Identify the correct statement(s) for $C_3$.

• A. Eccentricity is $\frac{1}{2}$.
• B. Focal length is 4.
• C. Length of latus-rectum is $2\sqrt{2}$.
• D. Director circle is $x^2 + y^2 - 4x - 8 = 0$.

Answer 1

Answer: (B), (C), (D)

Focal length is 4., Length of latus-rectum is $2\sqrt{2}$., Director circle is $x^2 + y^2 - 4x - 8 = 0$.

Answer 2

The given conic is $C: y^2 = 4x$. This is a parabola with $a=1$. The focus of $C$ is $R = (1, 0)$. The directrix of $C$ is $x = -1$. Let $P(x_P, y_P)$ be a point on $C$, so $y_P^2 = 4x_P$. $Q$ is the foot of the perpendicular from $P$ upon the directrix $x = -1$, so $Q = (-1, y_P)$. $\triangle PQR$ is an equilateral triangle with side length $k$. The distance $PQ = \sqrt{(x_P - (-1))^2 + (y_P - y_P)^2} = \sqrt{(x_P + 1)^2} = |x_P + 1|$. Since $x_P \ge 0$ for $y_P^2 = 4x_P$, $PQ = x_P + 1$. The distance $QR = \sqrt{(-1 - 1)^2 + (y_P - 0)^2} = \sqrt{(-2)^2 + y_P^2} = \sqrt{4 + y_P^2}$. Since $\triangle PQR$ is equilateral, $PQ = QR = k$. So $k = x_P + 1$ and $k^2 = 4 + y_P^2$. From $k = x_P + 1$, we get $x_P = k - 1$. Substitute $x_P$ into $y_P^2 = 4x_P$: $y_P^2 = 4(k - 1)$. Substitute $y_P^2$ into $k^2 = 4 + y_P^2$: $k^2 = 4 + 4(k - 1) = 4 + 4k - 4 = 4k$. Since $k$ is a side length, $k > 0$. Dividing by $k$, we get $k = 4$.

The conic $C_1$ is $y^2 = k(x+1)$, which is $y^2 = 4(x+1)$. This is a parabola with vertex $(-1, 0)$ and axis of symmetry $y=0$ (the x-axis). $C_1$ cuts the y-axis when $x=0$: $y^2 = 4(0+1) = 4$, so $y = \pm 2$. The intersection points are $(0, 2)$ and $(0, -2)$. A circle $C_2$ is inscribed in $C_1$ and touches $C_1$ at $(0, 2)$ and $(0, -2)$. Since the points of tangency are symmetric about the x-axis, the center of $C_2$ lies on the x-axis.

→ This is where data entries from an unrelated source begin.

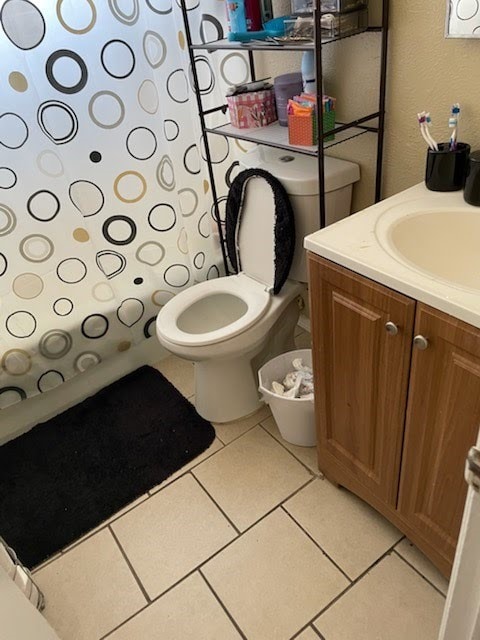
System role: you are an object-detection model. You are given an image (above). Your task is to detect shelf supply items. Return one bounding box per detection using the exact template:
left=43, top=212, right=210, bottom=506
left=226, top=0, right=262, bottom=31
left=178, top=0, right=390, bottom=275
left=288, top=94, right=336, bottom=146
left=273, top=71, right=303, bottom=127
left=227, top=14, right=291, bottom=42
left=291, top=0, right=368, bottom=15
left=227, top=81, right=277, bottom=129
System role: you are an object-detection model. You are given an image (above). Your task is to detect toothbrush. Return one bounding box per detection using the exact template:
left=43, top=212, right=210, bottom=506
left=448, top=102, right=460, bottom=151
left=425, top=113, right=438, bottom=151
left=417, top=111, right=435, bottom=150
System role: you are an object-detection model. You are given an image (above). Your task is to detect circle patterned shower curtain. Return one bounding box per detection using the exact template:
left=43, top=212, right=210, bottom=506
left=0, top=0, right=248, bottom=408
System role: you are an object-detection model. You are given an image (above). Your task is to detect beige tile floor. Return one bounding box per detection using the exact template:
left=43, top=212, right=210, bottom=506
left=35, top=331, right=448, bottom=640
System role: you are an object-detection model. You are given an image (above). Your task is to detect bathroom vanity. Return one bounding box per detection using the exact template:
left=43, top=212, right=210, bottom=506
left=305, top=185, right=480, bottom=576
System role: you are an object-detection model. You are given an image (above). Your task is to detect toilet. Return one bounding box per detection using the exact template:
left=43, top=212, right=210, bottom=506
left=156, top=147, right=360, bottom=423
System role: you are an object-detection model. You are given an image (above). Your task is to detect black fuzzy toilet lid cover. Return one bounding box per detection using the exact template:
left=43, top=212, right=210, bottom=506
left=225, top=168, right=295, bottom=295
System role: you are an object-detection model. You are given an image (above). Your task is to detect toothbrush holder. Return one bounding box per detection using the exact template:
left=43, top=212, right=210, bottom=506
left=425, top=142, right=470, bottom=191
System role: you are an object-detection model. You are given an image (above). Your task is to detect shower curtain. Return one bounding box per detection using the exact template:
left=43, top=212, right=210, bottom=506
left=0, top=0, right=248, bottom=408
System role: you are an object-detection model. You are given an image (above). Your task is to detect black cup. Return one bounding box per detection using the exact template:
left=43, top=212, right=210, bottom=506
left=425, top=142, right=470, bottom=191
left=463, top=151, right=480, bottom=207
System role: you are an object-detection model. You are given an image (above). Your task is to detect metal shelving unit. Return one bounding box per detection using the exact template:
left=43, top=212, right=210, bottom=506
left=180, top=0, right=389, bottom=274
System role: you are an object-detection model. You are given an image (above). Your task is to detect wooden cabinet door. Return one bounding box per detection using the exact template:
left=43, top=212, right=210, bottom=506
left=399, top=304, right=480, bottom=563
left=309, top=254, right=415, bottom=508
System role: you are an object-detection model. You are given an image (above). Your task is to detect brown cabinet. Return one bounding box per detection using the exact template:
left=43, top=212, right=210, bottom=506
left=309, top=254, right=480, bottom=575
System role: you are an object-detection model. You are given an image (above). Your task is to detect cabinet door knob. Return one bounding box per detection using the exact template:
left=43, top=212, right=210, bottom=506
left=413, top=335, right=428, bottom=351
left=385, top=322, right=398, bottom=336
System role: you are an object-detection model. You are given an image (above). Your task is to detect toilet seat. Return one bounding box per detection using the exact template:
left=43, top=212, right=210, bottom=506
left=157, top=273, right=270, bottom=347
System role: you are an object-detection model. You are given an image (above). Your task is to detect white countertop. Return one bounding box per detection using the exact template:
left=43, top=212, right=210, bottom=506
left=304, top=183, right=480, bottom=328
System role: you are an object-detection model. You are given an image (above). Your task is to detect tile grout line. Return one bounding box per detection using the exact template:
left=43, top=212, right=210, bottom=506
left=198, top=569, right=248, bottom=640
left=147, top=434, right=227, bottom=498
left=212, top=412, right=268, bottom=447
left=55, top=491, right=151, bottom=560
left=38, top=422, right=270, bottom=575
left=393, top=549, right=447, bottom=598
left=99, top=602, right=152, bottom=640
left=114, top=478, right=315, bottom=616
left=108, top=525, right=152, bottom=604
left=290, top=624, right=326, bottom=640
left=190, top=473, right=241, bottom=538
left=259, top=416, right=325, bottom=479
left=280, top=504, right=353, bottom=583
left=290, top=536, right=405, bottom=637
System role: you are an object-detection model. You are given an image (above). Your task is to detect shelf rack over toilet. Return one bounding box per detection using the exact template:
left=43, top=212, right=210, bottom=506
left=180, top=0, right=390, bottom=275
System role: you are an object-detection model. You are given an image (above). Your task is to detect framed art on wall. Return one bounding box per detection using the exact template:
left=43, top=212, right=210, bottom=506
left=445, top=0, right=480, bottom=38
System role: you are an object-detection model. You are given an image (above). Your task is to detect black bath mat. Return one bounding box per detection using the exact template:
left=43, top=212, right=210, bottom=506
left=0, top=367, right=215, bottom=567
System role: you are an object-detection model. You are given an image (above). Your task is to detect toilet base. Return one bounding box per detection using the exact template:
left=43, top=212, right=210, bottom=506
left=195, top=355, right=263, bottom=422
left=195, top=300, right=300, bottom=423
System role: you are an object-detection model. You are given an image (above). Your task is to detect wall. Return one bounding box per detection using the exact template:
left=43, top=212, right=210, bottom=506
left=384, top=0, right=480, bottom=196
left=256, top=0, right=480, bottom=211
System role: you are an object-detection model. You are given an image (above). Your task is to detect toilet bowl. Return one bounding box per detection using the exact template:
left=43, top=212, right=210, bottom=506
left=156, top=149, right=359, bottom=422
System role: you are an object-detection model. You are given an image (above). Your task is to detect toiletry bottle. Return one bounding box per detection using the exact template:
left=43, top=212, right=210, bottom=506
left=227, top=0, right=247, bottom=33
left=245, top=0, right=262, bottom=31
left=301, top=51, right=317, bottom=95
left=260, top=0, right=273, bottom=24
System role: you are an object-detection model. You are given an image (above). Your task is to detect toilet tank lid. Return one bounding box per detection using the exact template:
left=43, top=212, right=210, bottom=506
left=239, top=146, right=360, bottom=196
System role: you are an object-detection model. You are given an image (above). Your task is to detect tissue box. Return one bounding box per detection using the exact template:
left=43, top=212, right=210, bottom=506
left=227, top=89, right=277, bottom=129
left=288, top=111, right=335, bottom=147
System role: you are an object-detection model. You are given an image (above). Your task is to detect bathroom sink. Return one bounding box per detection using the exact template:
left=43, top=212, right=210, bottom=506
left=375, top=205, right=480, bottom=291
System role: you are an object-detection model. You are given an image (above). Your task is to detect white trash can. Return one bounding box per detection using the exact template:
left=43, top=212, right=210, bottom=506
left=258, top=349, right=317, bottom=447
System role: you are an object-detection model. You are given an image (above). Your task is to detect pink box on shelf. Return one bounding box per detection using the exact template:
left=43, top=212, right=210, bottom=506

Let the center be $(h_c, 0)$. The equation of $C_2$ is $(x - h_c)^2 + y^2 = r^2$. The points $(0, 2)$ and $(0, -2)$ lie on $C_2$: $(0 - h_c)^2 + 2^2 = r^2 \implies h_c^2 + 4 = r^2$. The radius to the point of tangency is perpendicular to the tangent. The tangent to $y^2 = 4(x+1)$ at $(0, 2)$ has slope $\frac{dy}{dx}$ from $2y \frac{dy}{dx} = 4 \implies \frac{dy}{dx} = \frac{2}{y}$. At $(0, 2)$, the slope of the tangent is $m_t = \frac{2}{2} = 1$. The slope of the radius from $(h_c, 0)$ to $(0, 2)$ is $m_r = \frac{2 - 0}{0 - h_c} = -\frac{2}{h_c}$. Since $m_r m_t = -1$, we have $(-\frac{2}{h_c})(1) = -1 \implies h_c = 2$. The center of $C_2$ is $(2, 0)$. The radius squared is $r^2 = h_c^2 + 4 = 2^2 + 4 = 8$. The equation of $C_2$ is $(x - 2)^2 + y^2 = 8$.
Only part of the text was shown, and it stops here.